The one other universal determinant of female attraction is the desire to be desired. There are data and new conclusions suggesting that women are turned on by being wanted, by being desired. Personal experience backs this up; your single ability to be sexually assertive with women will determine 80% of your success with women.

If the perception of status leads her to be psychologically aroused, then the desire to be pursued leads her to be sexually aroused.

In layman terms, the perception of status and psychological arousal makes her want to be your girlfriend. However, sexual arousal makes her want to have sex with you right there and then.

Women don’t light candles and lay in bathtubs and fantasize about condominiums and cars. They fantasize about far stranger things. This goes against the conventional idea that female attraction is solely tied to ideas and displays of security, investment, and commitment.

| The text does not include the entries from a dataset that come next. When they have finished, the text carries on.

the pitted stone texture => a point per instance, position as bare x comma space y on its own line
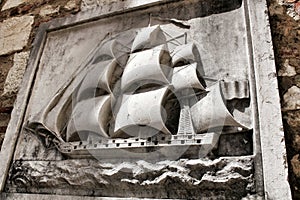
71, 5
222, 178
15, 33
287, 69
48, 10
12, 3
15, 74
291, 99
108, 5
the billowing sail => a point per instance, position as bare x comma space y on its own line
151, 65
90, 116
187, 53
99, 77
141, 111
211, 112
186, 77
147, 38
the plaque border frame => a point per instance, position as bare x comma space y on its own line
271, 170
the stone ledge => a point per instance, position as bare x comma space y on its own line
15, 34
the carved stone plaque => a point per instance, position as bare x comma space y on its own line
164, 100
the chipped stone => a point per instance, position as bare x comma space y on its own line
296, 165
287, 69
15, 33
291, 99
15, 74
48, 10
12, 3
71, 5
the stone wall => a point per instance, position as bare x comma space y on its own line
285, 20
19, 20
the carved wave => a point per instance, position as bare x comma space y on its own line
230, 177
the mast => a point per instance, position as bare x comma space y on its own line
141, 111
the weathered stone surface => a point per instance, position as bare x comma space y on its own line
71, 5
15, 74
48, 10
12, 3
296, 165
287, 69
15, 33
291, 99
229, 178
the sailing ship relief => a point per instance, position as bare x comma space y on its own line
142, 95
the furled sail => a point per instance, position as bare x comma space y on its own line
141, 111
90, 116
211, 112
151, 65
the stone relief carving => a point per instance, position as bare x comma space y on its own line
185, 178
143, 94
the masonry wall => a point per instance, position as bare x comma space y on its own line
19, 20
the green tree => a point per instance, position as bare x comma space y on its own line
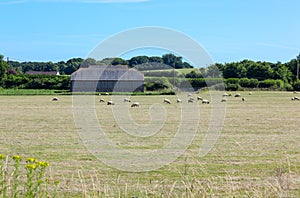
3, 67
119, 61
137, 60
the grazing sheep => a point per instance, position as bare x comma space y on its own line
110, 103
205, 102
191, 100
136, 104
55, 99
167, 101
127, 100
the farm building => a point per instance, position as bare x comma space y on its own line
43, 73
97, 78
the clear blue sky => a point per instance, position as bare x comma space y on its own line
231, 30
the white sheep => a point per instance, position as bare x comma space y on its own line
225, 94
199, 98
127, 100
191, 100
110, 103
136, 104
55, 99
167, 101
205, 102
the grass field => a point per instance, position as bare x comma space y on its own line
257, 153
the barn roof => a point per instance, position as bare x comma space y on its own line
42, 72
97, 72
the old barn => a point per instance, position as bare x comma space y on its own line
97, 78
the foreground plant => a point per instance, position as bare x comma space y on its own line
35, 185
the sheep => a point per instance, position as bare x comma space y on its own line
110, 103
55, 99
199, 98
191, 100
136, 104
205, 102
127, 100
167, 101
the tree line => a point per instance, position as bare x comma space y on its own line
237, 75
73, 64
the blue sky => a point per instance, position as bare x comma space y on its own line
231, 30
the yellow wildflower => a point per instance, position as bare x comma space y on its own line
43, 164
17, 158
2, 156
30, 160
31, 166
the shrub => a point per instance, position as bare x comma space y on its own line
249, 83
296, 85
272, 84
232, 87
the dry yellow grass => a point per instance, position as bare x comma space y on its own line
257, 154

This is why Fifty Shades of Grey sold millions of copies all around the world. It’s literally porn for women. Why does a woman get turned off by the man who asks for permission when taking off her clothes but get turned on by the male who doesn’t hesitate in the bedroom? Why are women reported to have rape fantasies?

So what does all of this mean for you and me?

If you’re afraid to ask her out, afraid to kiss her or touch her, it’s going to be a turn-off for her. It means that your inability to assert yourself socially and sexually is going to turn her off. I can’t tell you the number of times I screwed this aspect up in tons of micro ways possible.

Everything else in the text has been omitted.